Reform Raises Small Bank Costs

GRAND RAPIDS — Jeff Ott says the financial industry locally and nationally is beginning to grapple with the implications of the Sarbanes-Oxley Act of 2002, and smaller firms are deeply concerned.

Congress enacted the measure last year in the wake of Enron’s collapse and during the associated scandals involving firms such as Arthur Anderson and WorldCom (now MCI).

And while the reform measure’s primary focus has been upon high-visibility corporations, Ott says smaller firms believe it will have a disproportionate impact upon them.

An article by Ott — who is a partner with Warner, Norcross and Judd — and one of his associates, Tashia L. Rivard, appears this week in a financial trade publication. The two discuss the impact of Sarbanes-Oxley upon private banks and thrifts, which also seem to be a special case.

Ott, who specializes in counseling public companies concerning federal and state securities laws, told the Business Journal that Sarbanes-Oxley seeks to achieve two primary goals.

“First, it wants to strengthen auditor independence,” he said. “And second, it sets out to foster good corporate governance practices.

“The idea is to make sure the folks at the top understand what’s going on and to keep the board informed.”

And as far as most smaller banks are concerned, he said, the most striking feature of Sarbanes-Oxley is its audit independence requirement.

“The two issues apply to even small banks that file financial reports with SEC. They have to comply with these rules.

“Many of these smaller public banks,” he elaborated, “have used an external auditing firm to also handle their internal audit functions because it just doesn’t make economic sense to hire their own internal auditor.

“The size of the organization just doesn’t justify that kind of expenditure, so they’ve been outsourcing the work on a flat fee basis to their external auditor.”

But under Sarbanes-Oxley, he explained, the Securities and Exchange Commission has decided that practice is no longer acceptable.

The SEC takes the position, Ott said, that independence of the external and internal audit functions requires two separate sets of eyes in public banks.

In large banks, he said, that’s perhaps not a major problem. Ott, who has been with Warner Norcross for 10 years, explained that large banks always employ an internal staff (the delineation between large and small banks is whether they have total assets exceeding or less than $500 million.)

Ott said most smaller banks with which he has become acquainted indicate they cannot justify such expenses.

But SEC regulations are SEC regulations, he said, so now such firms face unattractive alternatives: shouldering the cost burden either in the form of hiring internal auditors or of hiring a different audit firm to do the internal work.

“Either way,” he said, “for a smaller firm it dramatically increases the cost of compliance and reporting process with SEC.”

Ott told the Business Journal that all of the smaller banks with which he works have indicated this is a significant cost for them. “It is important,” he added, “and they are looking at ways of dealing with the cost.

He said that even though Sarbanes-Oxley became law last July, the act allowed a one-year phase-in transition for many of its requirements.

“The audit independence rule is just transitioning into place now,” Ott said, “and so people are just starting to grapple with it to see how it will affect their firms.
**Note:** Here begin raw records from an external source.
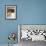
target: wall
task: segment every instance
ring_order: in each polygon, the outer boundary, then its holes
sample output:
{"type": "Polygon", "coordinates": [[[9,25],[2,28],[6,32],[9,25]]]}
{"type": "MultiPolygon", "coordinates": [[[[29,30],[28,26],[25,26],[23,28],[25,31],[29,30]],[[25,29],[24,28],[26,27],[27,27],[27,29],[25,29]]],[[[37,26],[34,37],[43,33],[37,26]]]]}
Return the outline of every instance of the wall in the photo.
{"type": "Polygon", "coordinates": [[[8,43],[9,32],[18,32],[18,24],[46,24],[46,0],[0,0],[0,44],[8,43]],[[6,4],[16,4],[16,20],[5,20],[6,4]]]}

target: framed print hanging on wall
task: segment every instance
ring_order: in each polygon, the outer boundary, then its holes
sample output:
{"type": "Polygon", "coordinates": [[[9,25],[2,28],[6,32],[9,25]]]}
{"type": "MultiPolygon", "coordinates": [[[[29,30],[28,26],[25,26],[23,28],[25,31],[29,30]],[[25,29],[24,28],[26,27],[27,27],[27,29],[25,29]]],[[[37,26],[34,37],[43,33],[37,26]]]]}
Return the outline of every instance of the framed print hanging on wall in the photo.
{"type": "Polygon", "coordinates": [[[6,19],[16,19],[16,5],[6,5],[5,6],[5,18],[6,19]]]}

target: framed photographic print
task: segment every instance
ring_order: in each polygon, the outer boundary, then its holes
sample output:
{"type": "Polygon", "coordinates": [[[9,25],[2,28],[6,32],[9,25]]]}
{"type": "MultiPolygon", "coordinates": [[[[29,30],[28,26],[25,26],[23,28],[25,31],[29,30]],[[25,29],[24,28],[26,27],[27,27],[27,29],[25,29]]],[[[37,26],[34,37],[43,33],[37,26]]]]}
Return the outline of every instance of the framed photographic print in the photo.
{"type": "Polygon", "coordinates": [[[5,6],[5,18],[13,20],[16,19],[16,5],[5,6]]]}

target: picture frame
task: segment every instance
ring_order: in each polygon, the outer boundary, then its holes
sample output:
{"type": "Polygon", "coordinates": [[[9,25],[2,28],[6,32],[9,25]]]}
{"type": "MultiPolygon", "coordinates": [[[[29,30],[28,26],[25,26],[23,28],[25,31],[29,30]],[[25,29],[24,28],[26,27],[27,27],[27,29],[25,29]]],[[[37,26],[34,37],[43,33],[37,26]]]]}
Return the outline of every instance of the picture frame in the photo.
{"type": "Polygon", "coordinates": [[[5,5],[5,19],[16,20],[16,5],[5,5]]]}

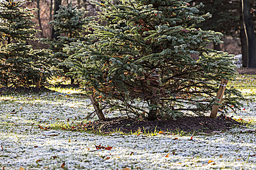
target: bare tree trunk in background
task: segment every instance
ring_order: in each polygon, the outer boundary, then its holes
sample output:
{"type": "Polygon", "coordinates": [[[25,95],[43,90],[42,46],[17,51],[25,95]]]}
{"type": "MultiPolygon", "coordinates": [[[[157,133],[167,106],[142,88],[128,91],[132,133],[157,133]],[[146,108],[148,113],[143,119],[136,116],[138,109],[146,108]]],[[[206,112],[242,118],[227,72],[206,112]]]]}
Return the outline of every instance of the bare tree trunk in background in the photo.
{"type": "Polygon", "coordinates": [[[247,67],[247,44],[244,29],[240,30],[240,40],[241,41],[241,47],[242,49],[242,62],[243,68],[247,67]]]}
{"type": "Polygon", "coordinates": [[[248,54],[247,67],[256,68],[256,40],[254,34],[253,18],[251,14],[250,0],[242,0],[243,24],[246,37],[248,54]]]}
{"type": "MultiPolygon", "coordinates": [[[[56,14],[56,11],[58,11],[59,9],[59,5],[61,5],[61,0],[55,0],[54,3],[54,15],[56,14]]],[[[54,29],[52,29],[52,39],[55,38],[56,40],[58,40],[58,36],[59,36],[59,34],[56,33],[57,30],[55,30],[54,29]]]]}
{"type": "Polygon", "coordinates": [[[220,46],[219,44],[214,44],[214,50],[218,51],[220,51],[221,50],[220,49],[220,46]]]}
{"type": "Polygon", "coordinates": [[[50,6],[50,20],[52,20],[53,19],[53,0],[51,0],[51,4],[50,6]]]}
{"type": "Polygon", "coordinates": [[[78,9],[81,8],[81,0],[78,0],[78,9]]]}
{"type": "Polygon", "coordinates": [[[41,21],[41,17],[40,17],[40,0],[37,0],[37,7],[38,7],[38,23],[39,25],[39,27],[40,30],[41,30],[41,32],[40,34],[41,34],[41,37],[43,37],[43,29],[42,27],[42,22],[41,21]]]}

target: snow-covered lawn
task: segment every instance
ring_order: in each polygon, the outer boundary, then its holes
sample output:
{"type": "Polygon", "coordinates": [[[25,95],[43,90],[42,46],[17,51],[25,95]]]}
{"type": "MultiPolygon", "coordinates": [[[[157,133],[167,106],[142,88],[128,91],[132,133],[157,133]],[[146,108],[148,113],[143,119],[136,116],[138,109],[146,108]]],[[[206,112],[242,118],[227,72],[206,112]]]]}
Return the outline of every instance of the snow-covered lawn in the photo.
{"type": "Polygon", "coordinates": [[[228,115],[250,119],[248,128],[197,133],[193,140],[189,135],[41,129],[39,124],[63,127],[86,121],[93,106],[73,92],[0,96],[0,169],[256,170],[255,103],[228,115]],[[97,150],[99,144],[113,148],[97,150]]]}

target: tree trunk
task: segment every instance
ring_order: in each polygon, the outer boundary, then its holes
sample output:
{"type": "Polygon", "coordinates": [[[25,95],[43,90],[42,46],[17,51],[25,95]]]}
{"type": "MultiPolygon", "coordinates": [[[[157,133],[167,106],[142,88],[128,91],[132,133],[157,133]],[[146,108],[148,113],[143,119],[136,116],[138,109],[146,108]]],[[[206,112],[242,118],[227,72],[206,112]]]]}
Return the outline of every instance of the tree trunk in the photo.
{"type": "Polygon", "coordinates": [[[214,44],[214,50],[218,51],[220,51],[221,50],[220,49],[220,45],[219,45],[219,44],[214,44]]]}
{"type": "Polygon", "coordinates": [[[81,0],[78,0],[78,8],[80,9],[81,8],[81,0]]]}
{"type": "Polygon", "coordinates": [[[240,30],[240,40],[241,41],[241,47],[242,49],[242,62],[243,68],[247,67],[247,45],[246,43],[246,37],[244,29],[240,30]]]}
{"type": "Polygon", "coordinates": [[[53,0],[51,0],[50,5],[50,20],[52,20],[53,17],[53,0]]]}
{"type": "Polygon", "coordinates": [[[256,40],[254,34],[253,18],[251,14],[250,0],[242,0],[243,24],[246,37],[248,53],[247,67],[256,68],[256,40]]]}
{"type": "Polygon", "coordinates": [[[43,36],[43,29],[42,27],[42,22],[41,21],[41,17],[40,17],[40,0],[37,0],[37,3],[38,5],[38,23],[39,25],[39,27],[40,30],[41,30],[41,32],[40,34],[41,34],[41,37],[43,36]]]}
{"type": "MultiPolygon", "coordinates": [[[[59,5],[61,5],[61,0],[55,0],[54,3],[54,15],[56,14],[56,12],[59,9],[59,5]]],[[[58,30],[54,30],[53,27],[52,31],[52,39],[55,38],[56,40],[58,40],[58,37],[59,36],[59,33],[56,32],[58,30]]]]}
They’re just now figuring out how much it’s going to cost.

“In fact one of the things you’re starting to hear people talk about in the banking industry right now — for the smaller organizations that are publicly traded right now — is undertaking what are called ‘going-private transactions’.

“This means they either buy out or some way reduce the number of shareholders they have below the threshold where they would no longer be required to comply with SEC reporting. They wouldn’t have to file reports with the SEC.”

Once below the threshold, Ott said, such firms no longer are required to file reports with the SEC and wouldn’t have to comply with these rules.

“They’ll save the money of those requirements,” he said.

“The magic number for that,” he said, “ is that they need to get below 300 shares and file a document with the SEC that terminates their reporting requirements.

“I haven’t seen anybody publicly say they were going to do this, but a lot of people are discussing the pros and the cons right now.”

Reducing the number of shareholders, he explained, implies buying back stock or finding some other way to reduce the number.

“ That, of course, means a capital outlay,” he said. Presumably such an expenditure might make such institutions more vulnerable to competitors.

In private banking, Ott said, “ the Federal Deposit Insurance Corporation has said they recommend private banks consider using separate or same auditing independence standards.

“But they have openly acknowledged,” he added, “that it may be appropriate to use one accounting firm to handle its external and internal auditing.”